Speaking to governors at the White House on Monday, U.S. President Donald Trump announced a sharp increase in the military budget. According to some assessments, the allocation in question could reach wartime levels.
If so, rightly so.
Americans may not feel it on a day-to-day basis, but their country is the target of global jihadists, some of whom have been committing small-scale killing sprees on U.S. soil, while others are training in the Middle East and honing their skills to execute operations on a grander, more 9/11-type scale.
Still, although Trump, like many other leaders and lay people, seems to consider the group Islamic State to be the world’s bogey man, as al-Qaida used to be viewed, the greater danger is posed by the regime in Tehran and its proxies.

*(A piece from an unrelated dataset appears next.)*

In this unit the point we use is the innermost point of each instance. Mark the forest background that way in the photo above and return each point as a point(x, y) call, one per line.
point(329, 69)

For one thing, unlike the Sunni rogues who like to decapitate people on YouTube, Shiite Iran is an actual country with all that this entails, including a place at the proverbial and literal table. What should have been its lowly station in the overall hierarchy of things was lifted to great prominence when the Obama administration and five other governments — those of Britain, France, Russia, China and Germany — groveled before its leaders, begging them to agree to a deal to retard their race to a nuclear weapon.
The disastrous end result of this mass genuflection was the acceleration of Iran’s nuclear program through the infusion of billions of dollars into its coffers. Even more unfathomable was what the ultimate agreement — called, oddly, the Joint Comprehensive Plan of Action — included: a clause handing over the responsibility for monitoring activity at Iran’s nuclear facilities to members of its parliament. It would be funny if it weren’t so horrifying. Indeed, the Iranian regime was chuckling, while Israel and others in the West who opposed the JCPOA winced and braced for fallout.

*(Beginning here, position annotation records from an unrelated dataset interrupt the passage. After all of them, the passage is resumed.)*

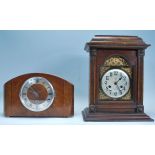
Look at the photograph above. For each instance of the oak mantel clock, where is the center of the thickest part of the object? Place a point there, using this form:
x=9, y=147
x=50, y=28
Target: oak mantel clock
x=38, y=94
x=116, y=79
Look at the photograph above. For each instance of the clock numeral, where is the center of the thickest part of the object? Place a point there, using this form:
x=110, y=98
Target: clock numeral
x=115, y=93
x=107, y=77
x=115, y=73
x=124, y=77
x=37, y=80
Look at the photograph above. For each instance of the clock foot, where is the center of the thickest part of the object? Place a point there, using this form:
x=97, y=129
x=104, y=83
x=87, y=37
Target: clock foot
x=114, y=117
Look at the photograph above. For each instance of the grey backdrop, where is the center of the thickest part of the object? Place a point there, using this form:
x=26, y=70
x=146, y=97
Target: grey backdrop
x=62, y=53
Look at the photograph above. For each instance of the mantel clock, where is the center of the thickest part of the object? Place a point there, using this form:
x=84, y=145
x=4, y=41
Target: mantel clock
x=38, y=95
x=116, y=79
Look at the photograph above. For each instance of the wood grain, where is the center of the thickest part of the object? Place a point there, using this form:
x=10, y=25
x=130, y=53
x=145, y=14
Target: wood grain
x=63, y=104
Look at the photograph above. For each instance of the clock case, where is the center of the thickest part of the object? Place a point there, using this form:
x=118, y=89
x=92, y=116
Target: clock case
x=131, y=49
x=62, y=106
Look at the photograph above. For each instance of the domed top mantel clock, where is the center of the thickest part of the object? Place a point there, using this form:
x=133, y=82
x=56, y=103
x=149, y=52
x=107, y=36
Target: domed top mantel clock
x=116, y=79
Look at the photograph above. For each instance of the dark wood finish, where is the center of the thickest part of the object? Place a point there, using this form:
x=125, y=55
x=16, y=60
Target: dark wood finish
x=63, y=105
x=130, y=48
x=114, y=117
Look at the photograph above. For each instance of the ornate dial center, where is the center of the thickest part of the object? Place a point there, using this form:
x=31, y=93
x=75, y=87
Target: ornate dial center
x=115, y=83
x=37, y=94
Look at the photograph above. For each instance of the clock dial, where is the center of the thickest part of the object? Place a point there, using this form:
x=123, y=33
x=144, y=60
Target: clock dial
x=115, y=83
x=37, y=94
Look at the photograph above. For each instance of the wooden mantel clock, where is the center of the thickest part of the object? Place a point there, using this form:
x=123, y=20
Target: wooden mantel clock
x=40, y=95
x=116, y=79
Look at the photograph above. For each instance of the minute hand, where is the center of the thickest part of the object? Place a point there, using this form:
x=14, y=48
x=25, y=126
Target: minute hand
x=118, y=81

When Trump won the U.S. presidential election in November, however, the ayatollahs suddenly stopped laughing. Touted by all Democrats and many Republicans as crazy, unpredictable and a loose cannon, the real estate mogul and reality TV star who took to Twitter and other platforms to bash his detractors made Tehran extremely nervous. The shift from a White House and State Department characterized by appeasement to America’s enemies — refusing even to name them as Islamists — to an administration headed by someone who declared that it would be necessary to perform extreme vetting of Muslims entering the United States could not have been sharper.